Oito servidores federais são punidos por apresentarem certificado falso de vacina
Controladoria-Geral da União aplica suspensão de até 47 dias a funcionários que burlaram exigências sanitárias. Fraude expõe brechas na moralidade administrativa
📋 Em resumo ▾
- Oito servidores federais receberam suspensão de 32 a 47 dias por uso de certificados falsos de vacinação.
- Controladoria-Geral da União concluiu que a fraude violou deveres de moralidade administrativa e legalidade.
- Investigação aponta que parte dos envolvidos pagou valores entre 400 e 800 reais pelo documento fraudulento.
- Por que isso importa: A punição administrativa reforça que a burla a normas sanitárias por agentes públicos carrega um custo funcional severo, independentemente do desfecho de casos de maior notoriedade.
A Controladoria-Geral da União (CGU) aplicou suspensão de 32 a 47 dias a oito servidores federais pelo uso de certificados falsos de vacinação contra a Covid-19. A medida, publicada no Diário Oficial da União, sela processos administrativos que apontam violação direta dos deveres de legalidade e moralidade por parte de agentes públicos.
A fraude sanitária e o custo funcional
Durante a pandemia, o comprovante vacinal era exigência para viagens e acesso a locais específicos.

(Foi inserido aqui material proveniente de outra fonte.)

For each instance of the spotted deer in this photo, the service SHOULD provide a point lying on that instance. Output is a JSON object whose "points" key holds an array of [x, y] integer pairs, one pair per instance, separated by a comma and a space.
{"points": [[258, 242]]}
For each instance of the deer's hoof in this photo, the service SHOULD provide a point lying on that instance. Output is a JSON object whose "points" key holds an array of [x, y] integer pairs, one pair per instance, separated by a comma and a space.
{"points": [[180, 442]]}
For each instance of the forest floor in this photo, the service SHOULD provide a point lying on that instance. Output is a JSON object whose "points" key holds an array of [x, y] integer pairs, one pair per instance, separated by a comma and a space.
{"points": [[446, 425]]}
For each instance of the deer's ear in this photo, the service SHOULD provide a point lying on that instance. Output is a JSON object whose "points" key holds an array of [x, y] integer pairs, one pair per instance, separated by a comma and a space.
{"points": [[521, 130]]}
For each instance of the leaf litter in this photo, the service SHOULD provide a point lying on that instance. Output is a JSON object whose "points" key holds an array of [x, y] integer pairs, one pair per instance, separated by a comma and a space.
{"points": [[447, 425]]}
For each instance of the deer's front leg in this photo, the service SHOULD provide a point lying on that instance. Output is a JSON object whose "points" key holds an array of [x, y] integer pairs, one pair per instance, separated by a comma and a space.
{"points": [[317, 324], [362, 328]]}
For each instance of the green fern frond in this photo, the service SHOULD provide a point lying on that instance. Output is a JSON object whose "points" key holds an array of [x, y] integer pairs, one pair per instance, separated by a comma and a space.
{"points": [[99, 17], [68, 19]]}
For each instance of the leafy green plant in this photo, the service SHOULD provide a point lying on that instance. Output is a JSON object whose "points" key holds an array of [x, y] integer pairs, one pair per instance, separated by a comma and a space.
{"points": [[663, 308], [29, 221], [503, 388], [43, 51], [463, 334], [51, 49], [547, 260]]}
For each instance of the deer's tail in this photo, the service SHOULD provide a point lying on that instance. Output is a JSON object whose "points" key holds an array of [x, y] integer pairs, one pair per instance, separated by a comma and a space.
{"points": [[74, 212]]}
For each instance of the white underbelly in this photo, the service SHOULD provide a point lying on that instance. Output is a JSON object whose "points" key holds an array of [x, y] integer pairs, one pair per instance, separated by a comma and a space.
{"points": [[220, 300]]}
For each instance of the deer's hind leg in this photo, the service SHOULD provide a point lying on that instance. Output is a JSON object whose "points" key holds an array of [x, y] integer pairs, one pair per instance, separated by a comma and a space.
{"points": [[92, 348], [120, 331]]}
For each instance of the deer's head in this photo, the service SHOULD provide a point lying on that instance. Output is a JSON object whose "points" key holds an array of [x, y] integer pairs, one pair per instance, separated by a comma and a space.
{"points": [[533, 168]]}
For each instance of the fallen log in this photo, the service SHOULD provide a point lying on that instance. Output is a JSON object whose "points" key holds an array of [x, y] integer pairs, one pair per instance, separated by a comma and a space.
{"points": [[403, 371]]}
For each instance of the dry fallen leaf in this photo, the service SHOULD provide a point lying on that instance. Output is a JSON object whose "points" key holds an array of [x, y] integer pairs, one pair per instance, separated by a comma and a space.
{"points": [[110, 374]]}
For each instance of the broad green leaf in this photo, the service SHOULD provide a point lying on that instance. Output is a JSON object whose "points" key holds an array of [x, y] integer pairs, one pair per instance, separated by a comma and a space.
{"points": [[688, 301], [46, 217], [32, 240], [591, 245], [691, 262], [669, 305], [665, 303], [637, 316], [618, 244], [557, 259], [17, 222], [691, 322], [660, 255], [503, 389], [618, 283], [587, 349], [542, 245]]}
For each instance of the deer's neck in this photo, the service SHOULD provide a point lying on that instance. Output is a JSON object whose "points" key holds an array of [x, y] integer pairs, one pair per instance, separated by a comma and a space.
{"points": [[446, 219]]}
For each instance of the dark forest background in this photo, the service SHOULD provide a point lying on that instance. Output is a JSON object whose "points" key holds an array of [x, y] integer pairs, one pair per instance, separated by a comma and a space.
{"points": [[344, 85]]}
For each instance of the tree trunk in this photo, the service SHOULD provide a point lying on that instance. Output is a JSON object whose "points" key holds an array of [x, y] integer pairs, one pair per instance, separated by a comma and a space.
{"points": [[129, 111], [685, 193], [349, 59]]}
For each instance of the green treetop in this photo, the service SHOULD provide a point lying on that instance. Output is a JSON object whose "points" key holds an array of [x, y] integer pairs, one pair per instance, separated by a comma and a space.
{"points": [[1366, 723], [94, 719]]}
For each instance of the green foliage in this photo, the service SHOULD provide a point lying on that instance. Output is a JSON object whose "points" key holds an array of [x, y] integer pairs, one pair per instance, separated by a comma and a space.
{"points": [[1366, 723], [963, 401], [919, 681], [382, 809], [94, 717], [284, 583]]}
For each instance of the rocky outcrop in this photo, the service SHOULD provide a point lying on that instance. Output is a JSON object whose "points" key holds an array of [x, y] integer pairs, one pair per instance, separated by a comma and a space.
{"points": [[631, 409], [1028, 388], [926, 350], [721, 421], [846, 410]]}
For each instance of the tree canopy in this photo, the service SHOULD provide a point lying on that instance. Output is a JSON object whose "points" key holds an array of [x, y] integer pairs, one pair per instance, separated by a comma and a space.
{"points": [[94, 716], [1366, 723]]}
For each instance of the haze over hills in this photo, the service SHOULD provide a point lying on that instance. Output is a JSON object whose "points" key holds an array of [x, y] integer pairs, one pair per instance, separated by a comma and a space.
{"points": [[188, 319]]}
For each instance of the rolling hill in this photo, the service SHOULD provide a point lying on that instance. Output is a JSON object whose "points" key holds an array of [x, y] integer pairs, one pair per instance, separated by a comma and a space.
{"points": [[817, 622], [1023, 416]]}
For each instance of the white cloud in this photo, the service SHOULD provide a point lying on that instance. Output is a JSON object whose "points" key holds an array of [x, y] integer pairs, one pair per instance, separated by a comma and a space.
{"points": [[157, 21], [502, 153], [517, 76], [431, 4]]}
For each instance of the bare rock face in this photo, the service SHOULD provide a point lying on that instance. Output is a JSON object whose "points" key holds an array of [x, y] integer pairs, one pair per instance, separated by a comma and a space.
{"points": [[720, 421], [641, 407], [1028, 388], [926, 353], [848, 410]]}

Para burlar a regra, servidores optaram pela falsificação documental.
Entre os penalizados estão um professor da Universidade Federal Rural do Semi-Árido (Ufersa), um estatístico da Universidade Federal do Estado do Rio de Janeiro (Unirio) e uma analista tributária da Receita Federal.
A analista, que usou o documento para viajar à Itália, admitiu em depoimento nunca ter se vacinado. Uma auxiliar de enfermagem do Hospital Federal da Lagoa, no Rio de Janeiro, também foi punida após apresentar o documento falso à instituição.
"A punição administrativa reforça que a burla a normas sanitárias por agentes públicos carrega um custo funcional severo."
O mercado paralelo da falsificação
As investigações da CGU revelaram a existência de um mercado informal em torno da fraude. Parte dos oito servidores pagou valores entre 400 e 800 reais para obter o registro falso.
O Processo Administrativo Disciplinar (PAD) concluiu que a conduta descumpriu deveres funcionais previstos em lei, especificamente a observância das normas legais e a manutenção da moralidade administrativa, pilares do serviço público.
O contraste com casos de alta notoriedade
A aplicação rigorosa das penas a servidores de carreira contrasta com o desfecho de casos de maior visibilidade política. O episódio mais notório envolveu o ex-presidente Jair Bolsonaro.
Apesar de afirmar publicamente não ter se vacinado, doses foram registradas em seu nome. A CGU e a Polícia Federal investigaram o caso para apurar a origem do registro.
No entanto, em março do ano passado, o ministro do Supremo Tribunal Federal (STF), Alexandre de Moraes, determinou o arquivamento do inquérito. A decisão atendeu a um pedido da Procuradoria-Geral da República (PGR), que afirmou não ter encontrado provas de que o pedido para o registro falso partiu do ex-presidente.
A seletividade e a legitimidade do Estado
A punição dos oito servidores envia uma mensagem clara sobre a responsabilidade funcional do servidor público. A administração federal não tolera a fraude documental, especialmente quando ela mina a credibilidade de políticas de saúde pública.
No entanto, a disparidade de desfechos entre a punição administrativa de carreira e o arquivamento de investigações no topo da pirâmide de poder levanta um debate inevitável sobre a seletividade da justiça.
Resta saber se o rigor aplicado aos escalões intermediários do funcionalismo será suficiente para restaurar a confiança na imparcialidade das instituições, ou se a percepção de dois pesos e duas medidas continuará a corroer a legitimidade do Estado perante a sociedade.